Keeping Cuba was out of the question politically, since the pretext for war on Spain had been Cuban freedom. These new territories were something different than “states in waiting,” and the question arose whether children born in those territories were “natural born citizens?”
In the Insular Cases, the US Supreme Court decided that children born in the newly acquired empire were not US citizens.
In 1937, Congress passed a law declaring all babies born to US citizen mothers in the Canal Zone after 1904 to be US citizens. One fairly well recognized principle of statutory construction is that laws have some effect. That is, if Congress passed the 1937 law, then Congress believed that prior to 1937, no child born in the Canal Zone was a “natural born citizen.” Unless that could be decided retroactively, a fairly absurd idea, John McCain was not a “natural born citizen.”
If you didn’t hear about this, it’s because Mr. Obama did not bring it up. He did not consider it worth bringing up, and he was correct.
Remember, the only issue is “natural born,” not “citizen.”
Anyone who thinks Barack Obama was born in Kenya of an American mother has no claim he was not born a citizen.
John McCain was born in Panama of an American mother, and he was a citizen.
Ted Cruz was born in Canada of an American mother, and Ted Cruz is a citizen if he meets the other requirements of the law.
As to any birth to a non-diplomat US citizen in a foreign country, the US citizen parent must have lived in the US at least 10 years before the birth and five of those years must have been after the US citizen parent turned 14.
Whether any of them is “natural born” is a matter for constitutional interpretation. Some say that “natural born” means nothing more than “did not undergo naturalization to become a citizen,” but isn’t that a little anachronistic when there was no naturalization process at the time the Constitution was written?
The Queen Mother of the birthers, Orly Taitz, believes Mr. Cruz is in exactly the same situation as Mr. Obama and neither is qualified to be President. While I give her credit for equal opportunity crazy, the cases are not the same. Everybody agrees Cruz was born in Canada of an American mother.

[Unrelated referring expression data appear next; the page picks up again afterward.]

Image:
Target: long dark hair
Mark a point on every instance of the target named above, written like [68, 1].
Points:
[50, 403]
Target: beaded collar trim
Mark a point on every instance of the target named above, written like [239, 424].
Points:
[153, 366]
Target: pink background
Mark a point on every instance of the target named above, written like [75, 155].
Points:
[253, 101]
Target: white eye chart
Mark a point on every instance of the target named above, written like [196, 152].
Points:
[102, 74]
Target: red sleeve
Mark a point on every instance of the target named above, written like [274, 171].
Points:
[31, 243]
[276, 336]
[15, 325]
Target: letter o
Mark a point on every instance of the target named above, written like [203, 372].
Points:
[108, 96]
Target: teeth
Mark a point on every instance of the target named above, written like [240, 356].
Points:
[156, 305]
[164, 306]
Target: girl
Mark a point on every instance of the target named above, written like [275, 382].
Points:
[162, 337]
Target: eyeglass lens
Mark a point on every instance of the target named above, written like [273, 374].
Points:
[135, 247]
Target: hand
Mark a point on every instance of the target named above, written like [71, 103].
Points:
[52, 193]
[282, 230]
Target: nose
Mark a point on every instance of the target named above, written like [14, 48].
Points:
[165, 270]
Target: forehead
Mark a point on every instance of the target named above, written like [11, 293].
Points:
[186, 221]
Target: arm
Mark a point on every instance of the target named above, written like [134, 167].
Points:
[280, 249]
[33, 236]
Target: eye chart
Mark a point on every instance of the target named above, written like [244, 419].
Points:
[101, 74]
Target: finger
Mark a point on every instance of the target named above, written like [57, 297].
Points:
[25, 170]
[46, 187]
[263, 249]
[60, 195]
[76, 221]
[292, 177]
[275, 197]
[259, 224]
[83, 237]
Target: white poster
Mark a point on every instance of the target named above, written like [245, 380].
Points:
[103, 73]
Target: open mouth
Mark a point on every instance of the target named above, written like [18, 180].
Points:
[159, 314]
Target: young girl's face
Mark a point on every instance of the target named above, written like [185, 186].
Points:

Everybody does not agree Obama was born in Hawaii or does not agree Hawaii is part of the US. Still, even if he was born in Kenya, as Ms. Taitz maintains, that fact alone does not get her where she wants to go.
Anyone who thinks the Supreme Court of the United States is going to overturn a finding of the voters that a candidate is a “natural born citizen” based on a constitutional provision that can be read so many ways is stark, raving, bat guano crazy.
Whether you take your hypocrisy straight or diluted with a bit of snark, the only safe method of Cruz control is at the ballot box, not in the courts.
Steve Russell, Cherokee Nation of Oklahoma, is a Texas trial court judge by assignment and associate professor emeritus of criminal justice at Indiana University-Bloomington. He lives in Georgetown, Texas.